Rather than ask the organisation or the police to conduct a serious investigation, Tania forces her cousin Salim (Ahmed Zeb) — a colleague who also happens to be smitten by her — to go on a missing person’s search with her.

At a pit stop dhaba, she catches the fancy of a zany wadera (a local chieftain, Saleem Mairaj; a hoot) and his zanier set of guards, who chase them across the freeway into another chieftain’s territory. In no mood to trespass boundaries, the villain all but exits the story.

The mystery of the missing doctor clears up soon enough (it wasn’t really a mystery, and to be honest, no one — including the moviemakers — treated it as such). Without much of a story left to get into, the reveal gives Talash’s makers an open pass to launch a barrage of unrelenting public service messages at the audience.

Some of the arguments put up during these moments are explicitly engineered to make townsfolk look like dimwits who say and practice things that defy logic (the necessity of breast-feeding a child, for example, becomes a regularly answered question that no one asked in the first place).

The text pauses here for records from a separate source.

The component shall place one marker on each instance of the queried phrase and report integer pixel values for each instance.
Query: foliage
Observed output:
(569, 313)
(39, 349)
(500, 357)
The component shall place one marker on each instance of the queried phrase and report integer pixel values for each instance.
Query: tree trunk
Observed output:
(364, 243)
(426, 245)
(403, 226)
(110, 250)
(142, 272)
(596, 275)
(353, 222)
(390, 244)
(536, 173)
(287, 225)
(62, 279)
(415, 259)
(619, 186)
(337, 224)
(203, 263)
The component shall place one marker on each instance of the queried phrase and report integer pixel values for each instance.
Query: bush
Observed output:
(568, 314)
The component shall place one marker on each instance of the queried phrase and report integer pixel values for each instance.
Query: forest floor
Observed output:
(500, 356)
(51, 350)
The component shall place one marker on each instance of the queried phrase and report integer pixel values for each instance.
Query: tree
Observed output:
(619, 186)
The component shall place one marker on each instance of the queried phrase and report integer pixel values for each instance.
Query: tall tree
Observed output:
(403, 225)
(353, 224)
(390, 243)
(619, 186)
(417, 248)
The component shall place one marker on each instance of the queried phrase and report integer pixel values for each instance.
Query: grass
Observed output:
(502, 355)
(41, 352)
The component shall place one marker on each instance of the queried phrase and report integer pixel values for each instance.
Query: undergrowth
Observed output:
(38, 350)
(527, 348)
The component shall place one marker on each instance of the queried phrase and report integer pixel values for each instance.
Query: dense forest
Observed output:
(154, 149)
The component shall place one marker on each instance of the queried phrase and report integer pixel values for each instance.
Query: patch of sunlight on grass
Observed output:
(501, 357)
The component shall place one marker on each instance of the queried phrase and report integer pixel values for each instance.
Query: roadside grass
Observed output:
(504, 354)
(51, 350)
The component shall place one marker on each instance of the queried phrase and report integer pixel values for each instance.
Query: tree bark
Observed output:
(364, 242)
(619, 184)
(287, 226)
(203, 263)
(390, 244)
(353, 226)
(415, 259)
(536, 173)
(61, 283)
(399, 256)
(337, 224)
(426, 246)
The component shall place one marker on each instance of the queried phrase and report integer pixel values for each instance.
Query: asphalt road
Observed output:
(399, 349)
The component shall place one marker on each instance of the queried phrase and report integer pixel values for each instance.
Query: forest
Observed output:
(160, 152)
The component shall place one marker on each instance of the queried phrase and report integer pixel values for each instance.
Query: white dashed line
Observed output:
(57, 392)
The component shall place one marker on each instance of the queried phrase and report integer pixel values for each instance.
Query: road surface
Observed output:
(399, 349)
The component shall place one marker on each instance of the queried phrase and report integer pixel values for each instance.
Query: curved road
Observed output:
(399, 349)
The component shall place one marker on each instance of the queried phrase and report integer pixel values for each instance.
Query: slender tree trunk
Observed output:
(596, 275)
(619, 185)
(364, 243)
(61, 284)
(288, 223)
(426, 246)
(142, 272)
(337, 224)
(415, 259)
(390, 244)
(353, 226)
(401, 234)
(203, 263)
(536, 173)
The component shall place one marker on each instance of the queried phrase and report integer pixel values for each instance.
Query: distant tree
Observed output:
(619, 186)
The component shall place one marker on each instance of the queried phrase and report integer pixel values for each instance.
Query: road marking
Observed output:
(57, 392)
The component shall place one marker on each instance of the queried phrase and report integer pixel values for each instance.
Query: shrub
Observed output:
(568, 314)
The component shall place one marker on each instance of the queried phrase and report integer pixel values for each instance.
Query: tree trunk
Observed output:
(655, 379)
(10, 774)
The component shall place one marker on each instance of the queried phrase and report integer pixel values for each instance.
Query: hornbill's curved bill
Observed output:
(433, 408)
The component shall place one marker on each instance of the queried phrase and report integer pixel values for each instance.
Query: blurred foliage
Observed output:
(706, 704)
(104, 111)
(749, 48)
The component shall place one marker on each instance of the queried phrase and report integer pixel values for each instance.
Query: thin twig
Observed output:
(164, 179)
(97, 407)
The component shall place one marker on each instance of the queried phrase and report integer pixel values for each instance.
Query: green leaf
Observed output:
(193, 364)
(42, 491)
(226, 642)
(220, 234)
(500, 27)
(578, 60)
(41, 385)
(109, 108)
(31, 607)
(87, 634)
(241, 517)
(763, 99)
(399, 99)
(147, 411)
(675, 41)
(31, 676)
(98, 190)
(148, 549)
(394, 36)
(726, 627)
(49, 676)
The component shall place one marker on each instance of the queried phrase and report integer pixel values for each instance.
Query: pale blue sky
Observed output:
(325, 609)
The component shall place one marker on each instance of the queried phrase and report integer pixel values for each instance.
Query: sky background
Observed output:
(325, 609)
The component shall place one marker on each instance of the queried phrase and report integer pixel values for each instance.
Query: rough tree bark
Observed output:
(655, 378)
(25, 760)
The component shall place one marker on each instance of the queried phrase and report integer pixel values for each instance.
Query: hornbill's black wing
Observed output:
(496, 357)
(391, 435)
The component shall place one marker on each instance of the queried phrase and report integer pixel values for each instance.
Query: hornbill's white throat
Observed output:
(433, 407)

But fear not, because the brave — and very carefree — doctors of the NSP are there to combat illiteracy.

Yay! ... not.

With little conflict, and even lesser resolves left in its premise, Talash’s writer-director Zeekay has little choice but to invent drama on the go to move things along. Woe, then, to the audience because every lead character is a one-dimensional twat in a soppy doctors-in-love melodrama (the same niche genre gave us ER and Grey’s Anatomy on TV).

Throughout the movie, Salim, who plays the side hero-cum-comic relief, wishes for Tania to notice his feelings for her. On the other hand, he is unapologetically hounded by another female colleague — a comic relief for a comic relief, that introduces more groans than laughs. By the end it’s unclear who he ends up with (another item to search for in Talash, I suppose).

Truth be told, Salim is in love with himself, because the poor sap can’t stop taking selfies.

Tania, on the other hand, is also in love with herself. From what we see, she is an argumentative, easily offended, high-society bimbo who wants the world to revolve round her whims.

Early in the movie, dressed in skin-tight designer jeans and a t-shirt, Tania nonchalantly ignores what country bumpkins think of her attire, screaming bloody murder at whatever she believes is injustice. Less than an hour into the movie, she and Salim crash a wedding party where she disrespectfully calls the happy attendees barbarians because they are marrying off a 16-year-old girl (she looks about that age on screen).

The bride, nor the townsfolk, see the wedding as an issue. One guest — a chieftain’s wife — tells Tania that it’s impolite for uninvited visitors to raise hell when they don’t understand (or in Tania’s case, choose not to understand), the customs of the land. Unlike Tania, the chieftain’s wife has the calm authority of a mature adult.

Ten minutes later (or was that earlier), Tania treats a pregnant woman who also tells her off for being an over-educated city bimbo who can’t digest different cultures.

In these moments, one wonders if the screenwriter actually hates Tania himself.

Unsurprisingly, Tania embodies the very gist of Talash. She is a living breathing personification of the NGO’s ideals, who is emotionally all over the place, very much like the haphazard tone of the movie.

Every other scene is riddled with forced comedy, as if the director was unwilling to stick to a particular genre — or desperately wanted the movie to be a family entertainer.

By the end credits (which includes a very long, parodic action sequence), one leaves the cinema hall in a state of stupefaction. It’s a feeling that leads one to seek out the complex questions in life —like, what compelled one to sit through a two-hour infomercial for an NGO?

Questions like this only hurt one’s head. Some questions, no matter how easy they are to answer, are better left ignored.